If I do make it as far as August 16th, then I'll fly back up here to make it to the hearing, which I'm not expecting to win, but will follow through with on principle. Then if I stay alive even longer, I'll appeal that judgement to the Federal Circuit Court of Appeals. I think my chances of surviving that long are quite slim though.
This decision and the Changes I am making also made an important goal of mine with the Doomstead Diner accomplished. My Tag Line for the Diner has always been "Save As Many As You Can". Not having $Billions$ in my Credit Union account and not having any Political Power limited me in my selection of means & methods to do that Saving to Blogging Collapse, to inform as many people as I could about what was coming down the pipe.

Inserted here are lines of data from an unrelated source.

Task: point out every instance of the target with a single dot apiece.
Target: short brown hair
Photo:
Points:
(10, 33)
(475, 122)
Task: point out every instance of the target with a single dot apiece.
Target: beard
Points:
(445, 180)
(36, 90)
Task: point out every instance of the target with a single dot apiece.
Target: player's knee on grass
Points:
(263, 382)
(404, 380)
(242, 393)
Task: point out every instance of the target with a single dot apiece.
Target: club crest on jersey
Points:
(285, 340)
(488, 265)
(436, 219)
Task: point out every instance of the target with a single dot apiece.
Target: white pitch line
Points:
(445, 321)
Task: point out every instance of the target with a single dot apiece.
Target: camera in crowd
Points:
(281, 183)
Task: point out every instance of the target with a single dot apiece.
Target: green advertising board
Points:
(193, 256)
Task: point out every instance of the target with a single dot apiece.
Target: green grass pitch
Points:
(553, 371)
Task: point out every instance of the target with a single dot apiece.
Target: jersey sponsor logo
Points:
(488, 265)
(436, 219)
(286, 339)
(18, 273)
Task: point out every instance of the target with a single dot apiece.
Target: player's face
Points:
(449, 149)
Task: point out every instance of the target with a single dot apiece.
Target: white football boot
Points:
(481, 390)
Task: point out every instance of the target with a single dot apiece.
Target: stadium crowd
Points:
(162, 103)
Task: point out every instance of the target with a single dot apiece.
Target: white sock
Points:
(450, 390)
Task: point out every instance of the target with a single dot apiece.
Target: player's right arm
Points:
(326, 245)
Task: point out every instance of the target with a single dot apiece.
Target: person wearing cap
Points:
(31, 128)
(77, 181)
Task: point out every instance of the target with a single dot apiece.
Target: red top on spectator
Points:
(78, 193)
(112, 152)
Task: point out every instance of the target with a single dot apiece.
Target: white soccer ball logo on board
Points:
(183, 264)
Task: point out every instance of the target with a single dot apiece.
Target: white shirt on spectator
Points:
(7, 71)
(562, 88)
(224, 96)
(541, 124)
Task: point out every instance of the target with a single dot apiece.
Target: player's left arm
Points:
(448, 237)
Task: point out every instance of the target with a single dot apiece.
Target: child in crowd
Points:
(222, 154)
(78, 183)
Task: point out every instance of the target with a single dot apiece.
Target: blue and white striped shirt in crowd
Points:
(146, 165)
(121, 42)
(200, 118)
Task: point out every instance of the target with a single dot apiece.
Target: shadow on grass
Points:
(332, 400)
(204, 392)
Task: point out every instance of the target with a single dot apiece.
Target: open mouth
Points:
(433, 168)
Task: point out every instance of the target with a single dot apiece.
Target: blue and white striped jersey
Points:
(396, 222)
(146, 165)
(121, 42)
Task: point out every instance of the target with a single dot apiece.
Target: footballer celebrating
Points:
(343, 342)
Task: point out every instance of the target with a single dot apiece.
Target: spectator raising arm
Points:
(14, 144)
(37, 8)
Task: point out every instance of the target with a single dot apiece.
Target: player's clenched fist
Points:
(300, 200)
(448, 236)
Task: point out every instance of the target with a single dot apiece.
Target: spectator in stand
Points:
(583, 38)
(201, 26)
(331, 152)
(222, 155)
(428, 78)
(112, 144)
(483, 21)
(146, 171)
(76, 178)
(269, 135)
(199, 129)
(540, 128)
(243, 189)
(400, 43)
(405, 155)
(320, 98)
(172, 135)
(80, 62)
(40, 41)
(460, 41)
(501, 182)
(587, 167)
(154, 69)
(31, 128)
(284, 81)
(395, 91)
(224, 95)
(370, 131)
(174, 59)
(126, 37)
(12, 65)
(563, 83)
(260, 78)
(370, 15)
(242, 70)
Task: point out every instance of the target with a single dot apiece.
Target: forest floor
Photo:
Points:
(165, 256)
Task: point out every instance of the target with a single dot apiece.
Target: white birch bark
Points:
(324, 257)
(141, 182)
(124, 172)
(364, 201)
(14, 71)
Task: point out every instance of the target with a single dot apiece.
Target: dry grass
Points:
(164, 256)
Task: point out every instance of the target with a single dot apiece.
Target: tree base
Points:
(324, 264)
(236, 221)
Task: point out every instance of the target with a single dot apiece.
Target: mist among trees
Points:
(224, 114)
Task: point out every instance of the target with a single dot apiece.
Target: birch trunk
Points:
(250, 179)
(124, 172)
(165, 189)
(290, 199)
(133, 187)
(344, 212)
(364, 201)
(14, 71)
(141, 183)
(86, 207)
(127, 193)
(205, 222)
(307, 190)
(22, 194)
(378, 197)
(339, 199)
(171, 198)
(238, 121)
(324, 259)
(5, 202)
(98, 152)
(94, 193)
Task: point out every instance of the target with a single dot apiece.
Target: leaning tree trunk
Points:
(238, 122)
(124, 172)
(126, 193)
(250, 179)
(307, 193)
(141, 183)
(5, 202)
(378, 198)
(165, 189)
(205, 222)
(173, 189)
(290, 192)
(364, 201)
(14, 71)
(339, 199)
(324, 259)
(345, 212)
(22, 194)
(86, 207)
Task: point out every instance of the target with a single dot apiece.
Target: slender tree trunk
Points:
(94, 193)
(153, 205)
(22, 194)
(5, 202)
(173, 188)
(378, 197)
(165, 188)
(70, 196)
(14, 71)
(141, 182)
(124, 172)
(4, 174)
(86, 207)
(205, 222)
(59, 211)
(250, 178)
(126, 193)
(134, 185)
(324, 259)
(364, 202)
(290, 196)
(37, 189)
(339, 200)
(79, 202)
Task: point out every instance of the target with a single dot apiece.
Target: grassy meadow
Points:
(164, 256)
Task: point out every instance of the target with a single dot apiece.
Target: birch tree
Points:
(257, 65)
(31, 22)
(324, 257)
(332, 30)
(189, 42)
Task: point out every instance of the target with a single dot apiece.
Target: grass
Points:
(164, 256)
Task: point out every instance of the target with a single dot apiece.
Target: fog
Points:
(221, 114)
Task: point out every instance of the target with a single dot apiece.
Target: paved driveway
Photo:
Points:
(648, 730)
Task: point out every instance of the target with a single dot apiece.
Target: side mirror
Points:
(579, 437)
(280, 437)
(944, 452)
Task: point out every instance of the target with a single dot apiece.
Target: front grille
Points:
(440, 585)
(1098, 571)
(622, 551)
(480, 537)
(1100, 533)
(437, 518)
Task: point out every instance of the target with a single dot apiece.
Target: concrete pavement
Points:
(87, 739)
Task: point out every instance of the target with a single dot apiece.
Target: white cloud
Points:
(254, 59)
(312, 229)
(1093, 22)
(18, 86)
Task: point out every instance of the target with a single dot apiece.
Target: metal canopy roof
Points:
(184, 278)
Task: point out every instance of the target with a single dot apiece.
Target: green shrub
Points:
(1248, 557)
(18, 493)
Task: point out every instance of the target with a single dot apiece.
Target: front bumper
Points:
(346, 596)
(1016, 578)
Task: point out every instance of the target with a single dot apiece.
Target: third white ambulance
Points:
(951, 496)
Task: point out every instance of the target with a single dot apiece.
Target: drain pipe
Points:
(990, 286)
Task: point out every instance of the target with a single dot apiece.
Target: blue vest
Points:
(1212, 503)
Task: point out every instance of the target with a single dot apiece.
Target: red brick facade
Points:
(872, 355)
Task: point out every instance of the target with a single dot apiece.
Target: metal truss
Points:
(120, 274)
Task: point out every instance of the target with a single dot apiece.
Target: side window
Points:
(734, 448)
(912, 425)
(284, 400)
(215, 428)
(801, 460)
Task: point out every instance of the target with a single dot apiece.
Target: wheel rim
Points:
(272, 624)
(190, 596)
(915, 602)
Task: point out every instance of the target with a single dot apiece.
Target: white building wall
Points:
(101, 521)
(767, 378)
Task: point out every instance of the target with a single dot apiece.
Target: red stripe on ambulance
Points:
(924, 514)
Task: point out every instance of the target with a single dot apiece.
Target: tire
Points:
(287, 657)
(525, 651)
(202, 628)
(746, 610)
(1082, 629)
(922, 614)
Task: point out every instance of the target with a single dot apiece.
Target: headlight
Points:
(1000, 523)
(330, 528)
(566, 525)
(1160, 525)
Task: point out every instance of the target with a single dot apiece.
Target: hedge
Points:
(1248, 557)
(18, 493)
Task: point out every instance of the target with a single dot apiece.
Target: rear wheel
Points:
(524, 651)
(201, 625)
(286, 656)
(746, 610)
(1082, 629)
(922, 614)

Not everyone agrees with all my analysis of course, but for the most part I have been proved correct about the event sequences if not the precise timeline for them. I also am aware of at least 2 people who made life changes and took themselves off grid as the result of what they read on the Doomstead Diner. However, to actually be able to physically and IRL Save anybody with the SUN☼ Project has remained just a dream until now because of…you guessed it…lack of money. Winning my Workman's Compensation case gave me the money I need to get SUN☼ going, and to Save at least 4 people before I buy my Ticket to the Great Beyond, LD, GM & their two young boys. I am giving LD the opportunity to follow his Bliss and get his Bamboo grove growing. That's a Lifetime Accomplishment I can be proud of as I exit this meat package to cross the Great Divide.
It's quite weird to know you are going to die very soon. After I got injured I started a thread inside the Diner on a members-only board called "RE is dying". It became a running diary of all the trials and tribulations I have faced over the last 3 years. It was said kind of tongue in cheek originally, because with the exception of right after leaving work I haven't felt in danger of imminent death. That was mostly psychologically driven though. Now it's very real and very physical. I will be no more in this world, at least not in this meat package. I look around my digs at all my STUFF, which besides my writing is my history of living on Earth. I imagine dying with nobody here to collect it all and it just getting scattered to the wind. Then the maintenance man will come in and clean the place out, they'll give it a new paint job and somebody else will move in. For a while letters addressed to me will drop in the mailbox, but they'll peter out as well and there will be no memory that at one time I was shuffling around this place as an old cripple in his last days on earth.
The Diner may stay up a bit longer after I am gone, but not by very much I imagine. My few close friends from the Diner will remember me longer which is the best legacy I leave, and with luck the SUN☼ Project will get off the ground and get a building up called the Doomstead Diner that will be there for some period of time. Then that too will crumble to dust.
Even though it will all vanish though, written in eternity it will always be true that once there was an RE, once upon a time he walked the Earth and he was a Good Man.